3 octobre 1998 · benoÎt LE BRETON.

La force brute des mots d'Hugo. Théâtre: le romantisme mis a nu dans Marion de Lorme

Éric Vigner avait prévenu. Son adaptation de Marion de Lorme allait bousculer tous les principes, tous les acquis du genre. De fait, la création du directeur du théâtre de Lorient dépouille le romantisme de tous ses artifices. En maltraitant Victor Hugo? Non. Son oeuvre et ses mots se révèlent, au contraire, d'une force incroyable.

Les alexandrins déferlent, en flots continus, de la bouche des comédiens. Le texte est tellement riche que le spectateur en perd parfois le fil. Aucune raison de s'affoler. La force de l'interprétation lui permet, à tout moment, de rebondir. Pourtant, les acteurs s'interdisent le moindre effet, la plus petite pirouette permettant d'accentuer tel ou tel sentiment. Ils disent, plus qu'ils ne déclament, les vers d'Hugo. Sans que, jamais, le ton soit monocorde. Au contraire, la seule intonation des voix donne un tour tantôt grave, tantôt burlesque à la pièce. Cet impressionnant numéro d'équilibriste, loin de pénaliser la performance des acteurs, la met, au contraire, en valeur d'une manière limpide, éblouissante.

À ce petit jeu de la corde raide, Jutta Johanna Weiss, dans le rôle de Marion, se distingue particulièrement. Sa diction oscille, sans cesse, des graves aux aigus. Marion chante plus qu'elle ne parle, semble à bout de souffle à la fin de chaque alexandrin. Sa pointe d'accent guttural, au lieu de lui donner un air précieux, apporte une richesse supplémentaire au récit.

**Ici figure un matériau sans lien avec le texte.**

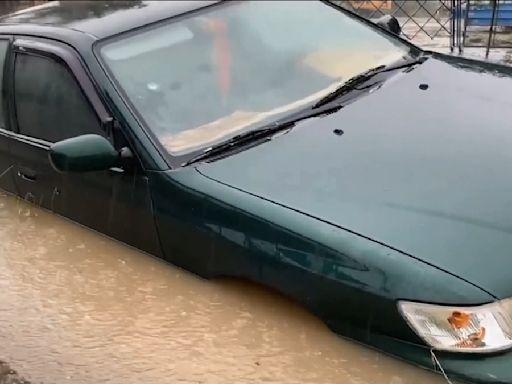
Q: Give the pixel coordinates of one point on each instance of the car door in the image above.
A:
(6, 164)
(52, 99)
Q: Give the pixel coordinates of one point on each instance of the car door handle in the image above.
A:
(27, 174)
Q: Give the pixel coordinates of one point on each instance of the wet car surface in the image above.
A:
(372, 190)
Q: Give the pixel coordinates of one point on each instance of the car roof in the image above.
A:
(97, 19)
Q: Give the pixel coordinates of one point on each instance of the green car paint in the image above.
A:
(412, 202)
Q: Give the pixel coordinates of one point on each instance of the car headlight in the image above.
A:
(482, 329)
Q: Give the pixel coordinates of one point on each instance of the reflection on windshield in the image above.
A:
(200, 80)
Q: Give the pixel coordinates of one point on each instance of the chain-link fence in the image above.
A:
(428, 17)
(9, 6)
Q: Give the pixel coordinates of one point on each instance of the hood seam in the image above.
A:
(347, 230)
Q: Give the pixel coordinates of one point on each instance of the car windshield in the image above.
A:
(201, 79)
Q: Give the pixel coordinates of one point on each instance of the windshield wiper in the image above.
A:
(266, 132)
(353, 82)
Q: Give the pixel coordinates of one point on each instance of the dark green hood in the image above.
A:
(428, 172)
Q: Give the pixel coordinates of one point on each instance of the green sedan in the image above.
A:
(293, 144)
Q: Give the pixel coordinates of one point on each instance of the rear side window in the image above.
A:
(4, 45)
(50, 104)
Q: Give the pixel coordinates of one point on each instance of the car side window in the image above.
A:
(4, 45)
(50, 104)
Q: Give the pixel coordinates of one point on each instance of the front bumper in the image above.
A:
(464, 368)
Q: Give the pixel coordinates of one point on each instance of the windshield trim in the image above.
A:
(175, 161)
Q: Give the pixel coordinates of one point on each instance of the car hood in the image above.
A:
(425, 171)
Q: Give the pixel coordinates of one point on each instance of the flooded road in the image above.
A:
(80, 308)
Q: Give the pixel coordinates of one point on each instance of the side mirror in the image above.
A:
(86, 153)
(390, 23)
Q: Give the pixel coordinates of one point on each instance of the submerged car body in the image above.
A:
(393, 193)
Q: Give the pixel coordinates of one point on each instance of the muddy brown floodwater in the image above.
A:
(76, 307)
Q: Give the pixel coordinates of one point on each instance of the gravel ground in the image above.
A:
(10, 376)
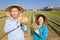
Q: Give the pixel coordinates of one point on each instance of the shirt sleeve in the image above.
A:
(8, 27)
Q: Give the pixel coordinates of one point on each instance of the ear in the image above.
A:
(8, 14)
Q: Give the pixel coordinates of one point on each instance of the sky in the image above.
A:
(30, 4)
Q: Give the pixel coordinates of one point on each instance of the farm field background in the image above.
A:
(53, 24)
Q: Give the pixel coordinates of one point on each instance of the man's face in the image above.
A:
(14, 12)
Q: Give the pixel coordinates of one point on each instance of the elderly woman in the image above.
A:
(13, 26)
(41, 30)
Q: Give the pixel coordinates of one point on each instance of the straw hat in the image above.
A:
(13, 6)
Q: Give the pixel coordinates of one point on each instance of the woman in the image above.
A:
(41, 31)
(13, 27)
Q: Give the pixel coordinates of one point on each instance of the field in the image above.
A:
(53, 24)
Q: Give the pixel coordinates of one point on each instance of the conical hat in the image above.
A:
(13, 6)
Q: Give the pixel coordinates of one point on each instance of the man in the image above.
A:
(13, 26)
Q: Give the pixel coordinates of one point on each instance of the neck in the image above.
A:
(15, 18)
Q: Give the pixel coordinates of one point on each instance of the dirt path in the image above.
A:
(52, 35)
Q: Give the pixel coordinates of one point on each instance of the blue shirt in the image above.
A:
(43, 30)
(18, 33)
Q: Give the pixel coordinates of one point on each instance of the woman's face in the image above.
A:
(40, 20)
(14, 12)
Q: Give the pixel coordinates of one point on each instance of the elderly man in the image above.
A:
(13, 26)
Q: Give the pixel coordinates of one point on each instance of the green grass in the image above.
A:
(28, 14)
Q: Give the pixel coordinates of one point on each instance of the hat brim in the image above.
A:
(14, 6)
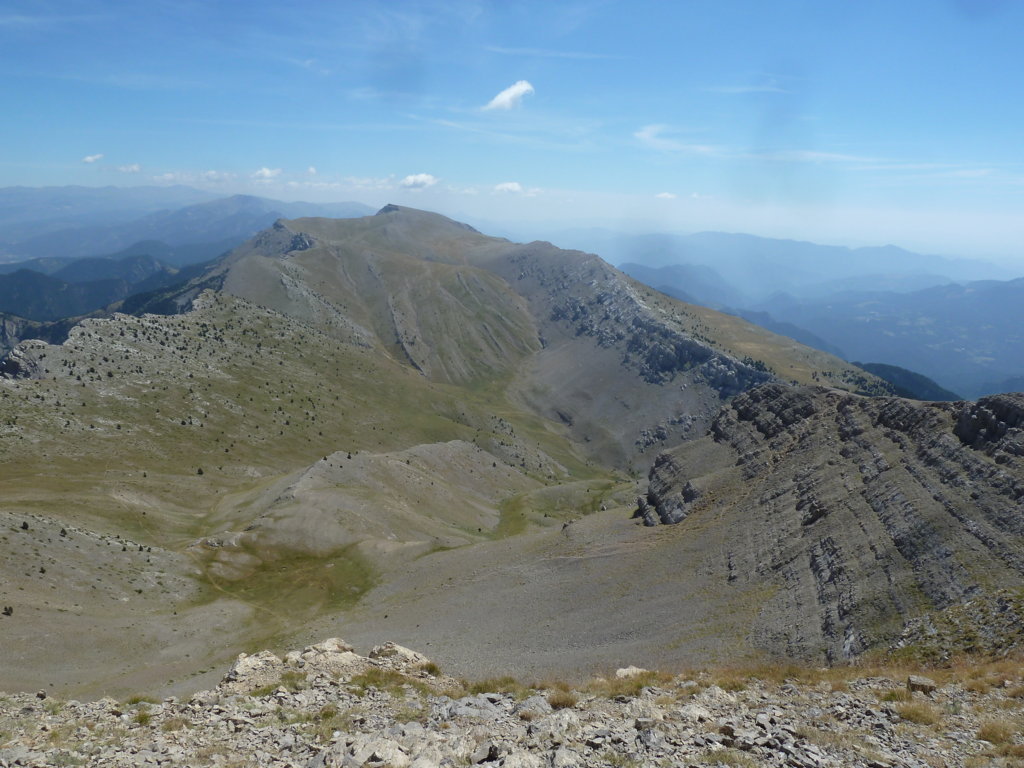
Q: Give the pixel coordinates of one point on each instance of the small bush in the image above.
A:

Éric Vigner a voulu privilégier le texte, dépouiller le romantisme de son côté fleur bleue, grandiloquent. Lui et ses comédiens y sont parvenus. Pour autant, la fable, l'histoire d'amour entre Marion, la courtisane collectionneuse d'amants, et Didier, le candide naïf au coeur pur campé par Jean- Yves Ruf, ne disparaît pas sous l'exercice de style. Dans un décor somptueux, lui aussi décalé par rapport à l'époque, et une scénographie tout en nuances, l'ensemble des comédiens, soutenus musicalement par l'ensemble Matheus, donne corps à cette histoire d'amour et de mort. Au sens propre, tant leur présènce physique sur scène tient aussi le spectacle à bout de bras.

La troupe au complet ne quitte quasiment jamais la scène. Les comédiens, non concernés par une scène, restent là, soutiennent du regard, voire du geste, leurs collègues. Revisiter Marion de Lorme est bel et bien une aventure collective...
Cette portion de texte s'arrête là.